O semblante inconfundível, os passos seguros e o olhar convicto eram coerentes com o que uma vez havia mencionado ser seu modo de absorver as circunstâncias. Mente lúcida, transitando entre a despreocupação e a determinação. E o tom mágico no jeito de falar.
Estava bem perto dela. Ela talvez não o reconhecesse naquela improvável rua, naquela improvável cidade. Atreveu-se:
- “Olá!”
Uns instantes de surpresa e a resposta:
- “Oiii, tudo bem?”
Era mesmo ela! Ah... estes olhos, este rosto, esta voz mansa!
Em seguida, vieram algumas frases absolutamente convencionais.
Depois... bem, depois andaram juntos pela rua, cruzaram praças um tanto deformadas, monumentos esquecidos e as muitas pessoas que passavam por ali.
Reatando a afinidade, seguiram absortos por rumos aleatórios, juntando mãos e passos. Caminharam até que anoitecesse e conseguissem se acomodar nos cenários de algum recanto tranquilo, onde pudessem estar realmente a sós e houvesse silêncio ao redor.
Falaram a respeito de tudo.
Permitiram-se todos os sorrisos guardados desde a última vez em que estiveram juntos. Uma espera que não acreditavam ter existido tão prolongada. De algum modo, se redescobriram e experimentaram a sutileza das redescobertas. Celebraram inusitadas manifestações de mútua compreensão, provavelmente as definitivas.
Lembraram-se de antigas promessas que, naquele instante, pareciam não mais fazer sentido.

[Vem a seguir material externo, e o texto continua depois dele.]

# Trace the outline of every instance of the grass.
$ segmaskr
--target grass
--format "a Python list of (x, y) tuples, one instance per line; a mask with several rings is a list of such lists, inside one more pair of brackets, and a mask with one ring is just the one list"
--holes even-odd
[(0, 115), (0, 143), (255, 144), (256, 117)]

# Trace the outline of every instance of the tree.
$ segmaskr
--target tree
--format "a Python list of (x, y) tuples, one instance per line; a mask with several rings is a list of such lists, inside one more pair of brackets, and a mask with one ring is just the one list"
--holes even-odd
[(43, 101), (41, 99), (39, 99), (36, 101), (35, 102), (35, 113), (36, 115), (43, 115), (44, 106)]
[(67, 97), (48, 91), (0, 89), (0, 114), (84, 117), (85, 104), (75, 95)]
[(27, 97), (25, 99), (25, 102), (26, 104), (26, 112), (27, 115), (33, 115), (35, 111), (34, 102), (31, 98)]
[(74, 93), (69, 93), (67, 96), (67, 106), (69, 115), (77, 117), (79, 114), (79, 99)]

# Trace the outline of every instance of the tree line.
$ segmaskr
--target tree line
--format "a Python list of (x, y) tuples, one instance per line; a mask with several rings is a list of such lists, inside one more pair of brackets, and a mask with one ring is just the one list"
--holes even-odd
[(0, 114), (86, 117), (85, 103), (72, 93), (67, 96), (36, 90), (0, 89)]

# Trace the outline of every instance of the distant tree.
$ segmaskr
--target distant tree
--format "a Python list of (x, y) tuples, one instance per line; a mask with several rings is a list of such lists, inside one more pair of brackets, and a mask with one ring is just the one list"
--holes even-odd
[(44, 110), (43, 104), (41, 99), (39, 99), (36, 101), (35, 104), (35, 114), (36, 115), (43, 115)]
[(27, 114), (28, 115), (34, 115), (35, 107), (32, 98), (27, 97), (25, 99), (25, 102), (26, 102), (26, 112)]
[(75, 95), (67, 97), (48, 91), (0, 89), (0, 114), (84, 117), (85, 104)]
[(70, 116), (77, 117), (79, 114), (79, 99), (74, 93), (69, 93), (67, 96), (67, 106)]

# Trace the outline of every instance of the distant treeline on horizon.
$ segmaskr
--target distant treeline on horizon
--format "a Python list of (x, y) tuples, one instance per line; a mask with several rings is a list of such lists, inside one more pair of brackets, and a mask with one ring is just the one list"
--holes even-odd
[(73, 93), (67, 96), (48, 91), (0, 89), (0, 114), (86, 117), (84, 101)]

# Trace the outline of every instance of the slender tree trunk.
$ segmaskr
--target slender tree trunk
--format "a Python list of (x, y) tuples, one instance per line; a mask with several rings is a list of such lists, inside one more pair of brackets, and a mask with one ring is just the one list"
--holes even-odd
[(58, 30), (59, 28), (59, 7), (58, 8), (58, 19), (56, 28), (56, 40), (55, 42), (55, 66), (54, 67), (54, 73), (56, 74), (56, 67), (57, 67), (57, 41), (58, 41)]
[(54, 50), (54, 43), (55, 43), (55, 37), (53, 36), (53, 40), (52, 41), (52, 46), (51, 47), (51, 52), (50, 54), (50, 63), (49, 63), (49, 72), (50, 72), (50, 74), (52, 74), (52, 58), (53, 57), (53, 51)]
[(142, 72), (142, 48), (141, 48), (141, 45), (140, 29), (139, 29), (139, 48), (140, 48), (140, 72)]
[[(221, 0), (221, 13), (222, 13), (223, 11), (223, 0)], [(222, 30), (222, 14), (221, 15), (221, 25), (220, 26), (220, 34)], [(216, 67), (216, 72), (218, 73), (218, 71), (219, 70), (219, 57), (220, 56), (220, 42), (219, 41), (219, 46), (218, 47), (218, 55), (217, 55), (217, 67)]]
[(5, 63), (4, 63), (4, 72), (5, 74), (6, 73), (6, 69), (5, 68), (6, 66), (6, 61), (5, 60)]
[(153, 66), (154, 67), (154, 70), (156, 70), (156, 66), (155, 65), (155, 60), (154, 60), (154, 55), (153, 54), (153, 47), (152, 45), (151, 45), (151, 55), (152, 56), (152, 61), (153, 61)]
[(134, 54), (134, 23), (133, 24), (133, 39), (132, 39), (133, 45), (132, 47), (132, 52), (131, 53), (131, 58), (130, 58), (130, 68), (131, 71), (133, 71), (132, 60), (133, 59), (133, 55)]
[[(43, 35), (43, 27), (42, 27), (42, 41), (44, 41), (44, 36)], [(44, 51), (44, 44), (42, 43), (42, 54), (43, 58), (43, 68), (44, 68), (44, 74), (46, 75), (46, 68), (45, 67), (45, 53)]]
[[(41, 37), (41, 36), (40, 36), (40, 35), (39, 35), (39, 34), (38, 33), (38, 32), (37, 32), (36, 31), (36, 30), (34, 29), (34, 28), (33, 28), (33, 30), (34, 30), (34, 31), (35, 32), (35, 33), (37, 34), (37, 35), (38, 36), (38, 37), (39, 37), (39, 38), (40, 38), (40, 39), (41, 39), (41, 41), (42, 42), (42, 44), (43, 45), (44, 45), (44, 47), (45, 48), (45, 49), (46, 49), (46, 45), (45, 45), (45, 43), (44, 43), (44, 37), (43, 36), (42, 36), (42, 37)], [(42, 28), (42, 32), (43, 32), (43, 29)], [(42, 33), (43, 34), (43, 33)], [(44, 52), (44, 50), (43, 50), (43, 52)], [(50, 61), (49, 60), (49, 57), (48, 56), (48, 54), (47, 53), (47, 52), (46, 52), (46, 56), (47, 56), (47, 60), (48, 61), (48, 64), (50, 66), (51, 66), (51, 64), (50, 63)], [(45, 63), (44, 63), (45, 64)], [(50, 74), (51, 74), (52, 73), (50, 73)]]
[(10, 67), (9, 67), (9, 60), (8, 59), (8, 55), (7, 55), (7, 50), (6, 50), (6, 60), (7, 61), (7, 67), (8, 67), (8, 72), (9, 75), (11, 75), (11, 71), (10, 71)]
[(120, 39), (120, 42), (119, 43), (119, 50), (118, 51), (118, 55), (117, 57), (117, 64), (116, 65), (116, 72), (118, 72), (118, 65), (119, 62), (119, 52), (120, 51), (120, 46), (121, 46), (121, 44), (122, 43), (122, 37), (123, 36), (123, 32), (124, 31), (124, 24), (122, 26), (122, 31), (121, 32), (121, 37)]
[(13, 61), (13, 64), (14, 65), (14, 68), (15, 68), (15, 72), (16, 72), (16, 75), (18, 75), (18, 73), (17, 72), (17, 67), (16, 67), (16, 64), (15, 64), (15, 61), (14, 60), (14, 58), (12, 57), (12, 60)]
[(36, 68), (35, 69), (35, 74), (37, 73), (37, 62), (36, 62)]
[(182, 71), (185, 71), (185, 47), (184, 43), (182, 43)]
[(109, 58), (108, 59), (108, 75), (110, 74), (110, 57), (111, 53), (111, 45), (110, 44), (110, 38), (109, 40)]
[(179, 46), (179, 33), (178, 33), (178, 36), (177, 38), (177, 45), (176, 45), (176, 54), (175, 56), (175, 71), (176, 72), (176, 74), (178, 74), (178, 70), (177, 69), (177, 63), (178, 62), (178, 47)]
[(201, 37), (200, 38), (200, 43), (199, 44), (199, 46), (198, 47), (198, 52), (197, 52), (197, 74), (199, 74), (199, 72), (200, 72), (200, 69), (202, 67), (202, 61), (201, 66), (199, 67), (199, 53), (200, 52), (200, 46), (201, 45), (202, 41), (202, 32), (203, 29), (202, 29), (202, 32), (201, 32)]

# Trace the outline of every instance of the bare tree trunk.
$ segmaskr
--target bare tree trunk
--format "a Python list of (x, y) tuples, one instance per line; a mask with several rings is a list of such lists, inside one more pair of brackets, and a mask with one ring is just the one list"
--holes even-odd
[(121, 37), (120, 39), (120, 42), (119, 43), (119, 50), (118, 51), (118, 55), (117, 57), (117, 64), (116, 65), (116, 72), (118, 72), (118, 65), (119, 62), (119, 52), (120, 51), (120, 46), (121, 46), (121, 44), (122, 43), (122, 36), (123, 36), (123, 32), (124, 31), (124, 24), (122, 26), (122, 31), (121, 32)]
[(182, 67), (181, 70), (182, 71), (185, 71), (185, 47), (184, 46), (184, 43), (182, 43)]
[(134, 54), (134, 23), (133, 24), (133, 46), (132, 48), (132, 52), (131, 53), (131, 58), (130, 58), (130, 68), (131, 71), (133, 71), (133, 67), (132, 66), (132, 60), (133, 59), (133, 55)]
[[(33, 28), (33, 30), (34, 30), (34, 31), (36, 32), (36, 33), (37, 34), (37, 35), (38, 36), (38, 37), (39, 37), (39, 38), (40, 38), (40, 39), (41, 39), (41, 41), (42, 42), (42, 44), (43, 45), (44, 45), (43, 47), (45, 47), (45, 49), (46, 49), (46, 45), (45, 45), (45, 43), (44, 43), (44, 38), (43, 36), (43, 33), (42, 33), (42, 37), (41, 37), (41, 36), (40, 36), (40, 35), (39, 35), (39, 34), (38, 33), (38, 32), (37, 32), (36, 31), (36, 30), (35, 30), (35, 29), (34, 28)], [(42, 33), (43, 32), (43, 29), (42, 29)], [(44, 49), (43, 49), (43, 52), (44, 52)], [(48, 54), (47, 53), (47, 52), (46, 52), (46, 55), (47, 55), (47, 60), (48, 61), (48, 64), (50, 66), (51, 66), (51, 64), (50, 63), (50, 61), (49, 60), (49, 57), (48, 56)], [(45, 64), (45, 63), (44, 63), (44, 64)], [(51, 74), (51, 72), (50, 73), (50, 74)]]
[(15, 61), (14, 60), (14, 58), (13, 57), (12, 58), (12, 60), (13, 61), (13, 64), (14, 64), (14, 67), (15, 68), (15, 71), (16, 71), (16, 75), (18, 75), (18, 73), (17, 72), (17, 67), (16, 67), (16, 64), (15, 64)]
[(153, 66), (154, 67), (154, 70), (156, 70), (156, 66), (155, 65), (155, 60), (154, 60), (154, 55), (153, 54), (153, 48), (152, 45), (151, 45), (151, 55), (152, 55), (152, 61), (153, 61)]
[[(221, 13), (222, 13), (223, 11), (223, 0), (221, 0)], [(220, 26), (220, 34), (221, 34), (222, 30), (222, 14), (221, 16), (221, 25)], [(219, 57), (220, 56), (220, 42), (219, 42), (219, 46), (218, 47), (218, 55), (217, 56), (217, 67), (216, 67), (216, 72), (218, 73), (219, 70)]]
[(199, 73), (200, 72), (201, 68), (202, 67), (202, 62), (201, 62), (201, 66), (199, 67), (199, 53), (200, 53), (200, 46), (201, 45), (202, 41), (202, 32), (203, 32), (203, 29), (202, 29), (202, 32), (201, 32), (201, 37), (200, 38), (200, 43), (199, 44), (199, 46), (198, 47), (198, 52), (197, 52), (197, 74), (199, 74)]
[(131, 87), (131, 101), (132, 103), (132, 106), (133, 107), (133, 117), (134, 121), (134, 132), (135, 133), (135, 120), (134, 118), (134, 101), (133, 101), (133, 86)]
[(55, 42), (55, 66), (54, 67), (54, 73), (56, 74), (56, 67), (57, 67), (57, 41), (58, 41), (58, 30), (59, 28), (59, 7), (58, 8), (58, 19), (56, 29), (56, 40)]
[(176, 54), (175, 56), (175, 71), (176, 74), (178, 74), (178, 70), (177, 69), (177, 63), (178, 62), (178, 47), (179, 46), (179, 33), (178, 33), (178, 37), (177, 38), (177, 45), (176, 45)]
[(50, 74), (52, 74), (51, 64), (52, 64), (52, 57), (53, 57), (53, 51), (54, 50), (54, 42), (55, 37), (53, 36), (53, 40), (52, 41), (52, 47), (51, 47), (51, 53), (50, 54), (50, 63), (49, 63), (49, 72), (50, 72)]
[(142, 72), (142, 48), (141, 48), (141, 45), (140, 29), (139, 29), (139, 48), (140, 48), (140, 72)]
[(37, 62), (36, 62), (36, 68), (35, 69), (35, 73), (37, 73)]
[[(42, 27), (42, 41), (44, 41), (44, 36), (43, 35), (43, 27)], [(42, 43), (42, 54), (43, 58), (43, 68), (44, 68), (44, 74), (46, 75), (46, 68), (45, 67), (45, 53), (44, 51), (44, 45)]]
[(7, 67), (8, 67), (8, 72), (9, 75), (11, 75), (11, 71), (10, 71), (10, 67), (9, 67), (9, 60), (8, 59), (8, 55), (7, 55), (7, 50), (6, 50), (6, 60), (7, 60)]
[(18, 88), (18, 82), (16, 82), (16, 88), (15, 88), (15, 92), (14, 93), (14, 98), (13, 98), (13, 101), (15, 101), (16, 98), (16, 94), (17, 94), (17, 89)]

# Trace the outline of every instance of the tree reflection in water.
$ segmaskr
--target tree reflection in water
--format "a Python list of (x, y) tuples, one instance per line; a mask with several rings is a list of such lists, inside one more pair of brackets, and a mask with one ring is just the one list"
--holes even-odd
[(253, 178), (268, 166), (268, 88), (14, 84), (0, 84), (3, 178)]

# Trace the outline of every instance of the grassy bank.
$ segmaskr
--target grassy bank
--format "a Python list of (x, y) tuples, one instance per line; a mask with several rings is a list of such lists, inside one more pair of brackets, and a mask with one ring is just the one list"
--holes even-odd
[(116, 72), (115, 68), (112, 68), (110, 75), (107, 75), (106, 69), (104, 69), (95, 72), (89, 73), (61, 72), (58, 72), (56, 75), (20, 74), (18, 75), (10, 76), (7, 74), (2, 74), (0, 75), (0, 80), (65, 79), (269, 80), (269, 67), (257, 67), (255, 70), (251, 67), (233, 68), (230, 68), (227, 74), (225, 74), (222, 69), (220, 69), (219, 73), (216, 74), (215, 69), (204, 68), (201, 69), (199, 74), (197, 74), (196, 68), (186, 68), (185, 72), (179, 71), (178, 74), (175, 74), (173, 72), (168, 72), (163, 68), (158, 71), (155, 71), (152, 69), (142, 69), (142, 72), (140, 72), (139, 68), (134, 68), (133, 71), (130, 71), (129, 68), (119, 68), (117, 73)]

Dissecando passado e presente, localizaram conquistas, reviveram encantos e deixaram as cores da suavidade e da harmonia os seduzir. Festejaram, enfim, suas expressões de paz e intimidade.
Apesar de envolvidos, compreenderam que não haveria como combinar os próximos encontros, as próximas tardes de outono e as outras horas de ternura.   
Talvez já fosse tarde para compor uma nova expectativa. Muito tarde.
Era madrugada e precisaram afastar as mãos, baixar os olhos, retomar os passos, prosseguindo cada um pelo seu sentido na vida.
Amanhecia. E se calaram.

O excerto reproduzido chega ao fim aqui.